Ora il CIO è orientato a escludere le donne transgender dalle categorie femminili alle prossime Olimpiadi, sulla base di una nuova politica di ammissibilità prevista per il 2026, come riportato dal Times all’inizio di novembre citando fonti interne. La revisione si fonda su una valutazione scientifica che conferma come i vantaggi acquisiti durante la pubertà maschile possano perdurare anche dopo trattamenti farmacologici per ridurre i livelli di testosterone.
Come riportato da Renovatio 21, l’ex presidente del CIO Thomas Bach sosteneva all’epoca che non esisteva «un sistema scientificamente solido» per distinguere tra uomini e donne nello sport.
Come riportato da Renovatio 21, il sollevamento pesi, come ogni altra disciplina (il nuoto, la maratona, il ciclismo, la BMX, l’hockey, il sollevamento pesi, il basket, il ju jitsu, etc.), era già stato colpito dal transessualismo sportivo.
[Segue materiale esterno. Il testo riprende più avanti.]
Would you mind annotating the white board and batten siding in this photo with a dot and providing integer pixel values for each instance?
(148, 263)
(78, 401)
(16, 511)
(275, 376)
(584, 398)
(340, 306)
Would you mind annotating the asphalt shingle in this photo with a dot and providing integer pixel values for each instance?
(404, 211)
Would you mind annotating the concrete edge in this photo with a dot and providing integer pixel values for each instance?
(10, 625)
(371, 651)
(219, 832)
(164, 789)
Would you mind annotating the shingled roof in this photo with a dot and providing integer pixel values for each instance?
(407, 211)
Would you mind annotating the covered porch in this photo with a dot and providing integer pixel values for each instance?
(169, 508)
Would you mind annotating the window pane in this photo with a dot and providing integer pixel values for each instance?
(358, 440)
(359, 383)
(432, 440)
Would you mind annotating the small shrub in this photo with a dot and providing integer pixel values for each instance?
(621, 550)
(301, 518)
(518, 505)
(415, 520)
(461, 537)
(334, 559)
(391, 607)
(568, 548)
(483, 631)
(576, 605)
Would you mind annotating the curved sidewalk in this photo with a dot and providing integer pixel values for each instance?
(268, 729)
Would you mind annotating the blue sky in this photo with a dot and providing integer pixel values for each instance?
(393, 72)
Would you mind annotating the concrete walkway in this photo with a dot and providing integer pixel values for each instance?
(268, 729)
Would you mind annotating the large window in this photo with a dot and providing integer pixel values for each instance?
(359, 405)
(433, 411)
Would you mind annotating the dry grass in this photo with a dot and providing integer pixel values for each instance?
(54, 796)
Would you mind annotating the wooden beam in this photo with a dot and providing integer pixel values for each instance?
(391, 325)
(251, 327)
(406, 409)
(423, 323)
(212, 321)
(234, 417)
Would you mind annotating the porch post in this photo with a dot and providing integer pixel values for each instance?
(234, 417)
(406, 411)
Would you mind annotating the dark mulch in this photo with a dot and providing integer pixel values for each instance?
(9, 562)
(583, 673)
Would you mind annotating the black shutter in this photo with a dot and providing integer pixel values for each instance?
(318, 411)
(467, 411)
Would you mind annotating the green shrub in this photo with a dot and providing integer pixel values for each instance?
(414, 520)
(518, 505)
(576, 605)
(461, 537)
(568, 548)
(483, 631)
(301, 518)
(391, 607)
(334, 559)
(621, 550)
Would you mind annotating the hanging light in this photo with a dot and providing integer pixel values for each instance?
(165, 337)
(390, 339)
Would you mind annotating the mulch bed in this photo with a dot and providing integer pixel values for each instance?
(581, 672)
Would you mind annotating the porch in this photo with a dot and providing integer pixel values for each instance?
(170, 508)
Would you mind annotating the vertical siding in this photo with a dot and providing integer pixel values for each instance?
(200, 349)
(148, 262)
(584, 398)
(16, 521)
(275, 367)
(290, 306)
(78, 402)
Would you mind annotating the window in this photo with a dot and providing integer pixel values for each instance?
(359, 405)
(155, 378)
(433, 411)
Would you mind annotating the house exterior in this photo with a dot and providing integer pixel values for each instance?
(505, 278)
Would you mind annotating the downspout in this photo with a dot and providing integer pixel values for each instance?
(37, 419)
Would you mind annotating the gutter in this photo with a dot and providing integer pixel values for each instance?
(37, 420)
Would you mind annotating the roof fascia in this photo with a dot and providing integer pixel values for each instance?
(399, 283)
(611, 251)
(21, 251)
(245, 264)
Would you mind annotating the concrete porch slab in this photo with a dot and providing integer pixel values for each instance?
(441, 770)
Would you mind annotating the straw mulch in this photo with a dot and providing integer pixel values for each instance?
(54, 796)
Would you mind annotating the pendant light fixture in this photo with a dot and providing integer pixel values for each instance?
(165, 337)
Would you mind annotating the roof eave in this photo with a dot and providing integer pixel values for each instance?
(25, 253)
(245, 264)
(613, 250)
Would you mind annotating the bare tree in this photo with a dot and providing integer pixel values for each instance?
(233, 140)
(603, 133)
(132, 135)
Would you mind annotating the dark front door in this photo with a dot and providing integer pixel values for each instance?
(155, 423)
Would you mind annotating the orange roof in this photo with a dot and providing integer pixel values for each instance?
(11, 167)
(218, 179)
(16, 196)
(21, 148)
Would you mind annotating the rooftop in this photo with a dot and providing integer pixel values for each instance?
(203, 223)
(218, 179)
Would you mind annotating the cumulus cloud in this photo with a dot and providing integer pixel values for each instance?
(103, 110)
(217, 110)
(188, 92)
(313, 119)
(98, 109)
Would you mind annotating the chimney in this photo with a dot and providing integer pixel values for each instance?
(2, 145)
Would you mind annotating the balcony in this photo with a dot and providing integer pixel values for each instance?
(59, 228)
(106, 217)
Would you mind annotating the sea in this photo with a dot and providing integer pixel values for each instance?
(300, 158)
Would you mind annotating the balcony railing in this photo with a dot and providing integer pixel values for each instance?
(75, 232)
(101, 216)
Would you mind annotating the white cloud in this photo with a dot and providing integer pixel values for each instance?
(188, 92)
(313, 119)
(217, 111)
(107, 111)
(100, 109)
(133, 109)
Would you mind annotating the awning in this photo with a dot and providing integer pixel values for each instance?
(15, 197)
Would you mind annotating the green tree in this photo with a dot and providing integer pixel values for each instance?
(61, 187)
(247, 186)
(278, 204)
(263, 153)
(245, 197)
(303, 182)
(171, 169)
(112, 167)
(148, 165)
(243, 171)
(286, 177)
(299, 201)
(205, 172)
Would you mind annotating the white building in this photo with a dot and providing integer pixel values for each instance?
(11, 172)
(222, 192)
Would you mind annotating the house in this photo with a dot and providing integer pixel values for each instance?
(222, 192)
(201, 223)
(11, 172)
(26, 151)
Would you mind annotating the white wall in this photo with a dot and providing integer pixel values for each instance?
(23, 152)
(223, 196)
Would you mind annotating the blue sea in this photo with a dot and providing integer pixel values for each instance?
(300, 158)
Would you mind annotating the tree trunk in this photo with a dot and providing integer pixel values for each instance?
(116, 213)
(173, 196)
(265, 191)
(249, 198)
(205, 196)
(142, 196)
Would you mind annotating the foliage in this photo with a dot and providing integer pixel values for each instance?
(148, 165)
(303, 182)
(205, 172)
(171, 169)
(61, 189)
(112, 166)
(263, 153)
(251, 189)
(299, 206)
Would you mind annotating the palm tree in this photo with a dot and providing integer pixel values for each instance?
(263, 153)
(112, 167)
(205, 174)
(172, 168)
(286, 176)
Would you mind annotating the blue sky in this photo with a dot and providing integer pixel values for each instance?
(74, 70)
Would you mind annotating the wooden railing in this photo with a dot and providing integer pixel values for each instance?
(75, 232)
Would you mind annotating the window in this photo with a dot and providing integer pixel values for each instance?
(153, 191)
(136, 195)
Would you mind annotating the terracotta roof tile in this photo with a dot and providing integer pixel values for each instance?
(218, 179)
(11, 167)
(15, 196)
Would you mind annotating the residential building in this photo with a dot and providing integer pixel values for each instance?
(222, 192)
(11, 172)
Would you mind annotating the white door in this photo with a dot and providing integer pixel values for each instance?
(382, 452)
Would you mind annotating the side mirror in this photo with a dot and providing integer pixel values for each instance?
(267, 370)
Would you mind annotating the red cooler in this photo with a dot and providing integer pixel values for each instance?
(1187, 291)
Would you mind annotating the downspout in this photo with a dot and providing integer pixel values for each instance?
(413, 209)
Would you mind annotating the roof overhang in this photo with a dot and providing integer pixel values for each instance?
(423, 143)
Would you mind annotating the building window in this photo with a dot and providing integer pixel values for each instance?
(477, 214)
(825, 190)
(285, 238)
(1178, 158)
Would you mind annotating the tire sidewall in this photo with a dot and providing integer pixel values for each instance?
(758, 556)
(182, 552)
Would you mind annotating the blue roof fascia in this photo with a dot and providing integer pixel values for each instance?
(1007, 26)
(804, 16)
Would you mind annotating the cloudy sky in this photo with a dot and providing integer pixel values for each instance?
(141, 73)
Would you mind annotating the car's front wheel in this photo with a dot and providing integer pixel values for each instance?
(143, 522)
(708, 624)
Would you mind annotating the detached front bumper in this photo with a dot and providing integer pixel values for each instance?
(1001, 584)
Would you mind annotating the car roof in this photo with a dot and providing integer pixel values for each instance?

Lo è stato persino il biliardo in un’episodio noto, Alexandra Cunha, 49 anni, capitano della squadra nazionale femminile portoghese, si è ritirata dal torneo International Rules Pool Tour, incolpando i recenti cambiamenti alle regole da parte dell’autorità governativa dello sport, la World Eightball Pool Federation.
Come riportato da Renovatio 21, alle Olimpiadi di Tokyo vi fu il caso del sollevatore di pesi supermassimi transessuale Laurel Hubbard, 43 anni, che rappresentò la Nuova Zelanda a Giochi e riuscì, incredibilmente, a non vincere.
Due anni fa il pesista transessuale «Anne» Andres aveva stabilito il record nazionale durante un campionato durante il Campionato del Canada Occidentale 2023.